Gradient of function that can be expressed as another function

96 Views Asked by At

Given unknown constants $a$ and $b$, let

$$f(x,y) := \frac{a}{2} x^2+ \frac{b}{2} y^2$$

meaning that $$\nabla f(x,y) = \begin{bmatrix} ax\\ by\end{bmatrix}$$

Then I have $h(k) = f((1-ka)x_0, (1-kb)y_0)$, where $x_0$ and $y_0$ are constants.

(This is line search for gradient descent btw, we had the formula $h(k) = f(z_i + kp_i)$ where $z_i$ is the starting point we have ($(x_0, y_0)$ in this case) and $p_i$ is the negative gradient at $z_i$ ($-\nabla f(z_i)$))

I was asked to set the gradient of $h$ to $0$ and solve for $k$. Would this makes $\nabla h(k) = \nabla f((1-ka)x_0, (1-kb)y_0) = (a(1-ka)x_0, b(1-kb)y_0)$? In which case I would need $a(1-ka)x_0 = b(1-kb)y_0 = 0?$ Which is impossible since $a$ and $b$ might very well be not equal?

So the question I have is 1) did I misunderstand something/did a step wrong while doing the derivation and 2) is it actually possible to find a $k$ where gradient of $h(k)$ is $0$?

2

There are 2 best solutions below

0
On BEST ANSWER

Let's try to understand the algorithm, and that should also answer your query.

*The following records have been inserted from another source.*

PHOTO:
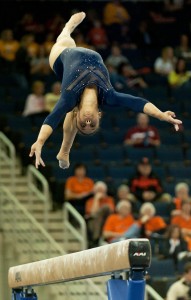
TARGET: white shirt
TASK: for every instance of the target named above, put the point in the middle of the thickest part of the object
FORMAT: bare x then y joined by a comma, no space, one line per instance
177,290
163,66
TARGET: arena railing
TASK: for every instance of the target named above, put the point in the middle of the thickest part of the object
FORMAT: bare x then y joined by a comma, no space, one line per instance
81,234
38,189
26,240
8,157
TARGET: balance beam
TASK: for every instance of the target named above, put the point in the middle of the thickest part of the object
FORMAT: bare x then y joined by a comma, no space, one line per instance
104,260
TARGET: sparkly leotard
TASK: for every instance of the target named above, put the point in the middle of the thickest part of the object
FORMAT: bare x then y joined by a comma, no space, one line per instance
78,68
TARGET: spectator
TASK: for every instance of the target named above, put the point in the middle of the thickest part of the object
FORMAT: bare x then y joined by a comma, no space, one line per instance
35,102
181,194
181,289
183,50
165,64
79,188
32,45
52,97
123,193
120,225
142,36
143,134
151,224
40,65
97,209
180,77
8,45
131,76
183,220
145,185
98,36
116,58
174,246
115,15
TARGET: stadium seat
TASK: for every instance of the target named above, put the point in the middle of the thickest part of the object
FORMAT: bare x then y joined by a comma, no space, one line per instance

We have a convex scalar function in space $f:R^2 \to R$ and we would like to find the point where it achieves it's minimum/maximum value

To start the game, we need to pick a starting point - arbitrarily labelled $(x_0,y_0)$. The beauty of a convex function is that you could pick any starting point and it would eventually converge to your solution

Now, we need a direction to proceed to the next point - how to pick it? The gradient gives us a direction which represents the fastest rate of change - hence for a small step in that direction we would change the value the most. Seems like a nice choice of direction. (I'm adding the negative sign here but even if you don't the value of $k$ would be negative)

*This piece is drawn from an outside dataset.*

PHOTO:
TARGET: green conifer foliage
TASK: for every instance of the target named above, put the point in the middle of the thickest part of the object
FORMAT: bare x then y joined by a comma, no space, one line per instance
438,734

$$\vec{p_0} = -\nabla f(x_0, y_0)$$

Finally - we need a distance to proceed in that direction. This is where $k$ comes into the picture. How far along should we travel? A good way of doing it is to keep moving till $f$ is minimised - right? That would translate to

$$k^* = \arg\min h(k)$$

where $h(k) = f((x_0,y_0) - k\vec{p_0})$

In your case that simply means finding $k^*$ such that

$$\frac{dh(k)}{dk}|_{k^*} = 0$$

Once you get $k^*$ you can find the next point and repeat the process till it converges

0
On

Setting $u(k)=(1-ka)x_0,v(k)=(1-kb)y_0$, gradient of $h(k)$ is simply$$\begin{align*}h'(k)&=\frac{df(u(k),v(k))}{dk}\\&=f_uu'(k)+f_vv'(k)\\&=-ax_0f_u-by_0f_v\\&=-a^2ux_0-b^2vy_0\end{align*}$$

Substituting back $u(k),v(k)$ and equating this to zero gives$$k=\frac{a^2x_0^2+b^2y_0^2}{a^3x_0^2+b^3y_0^2}$$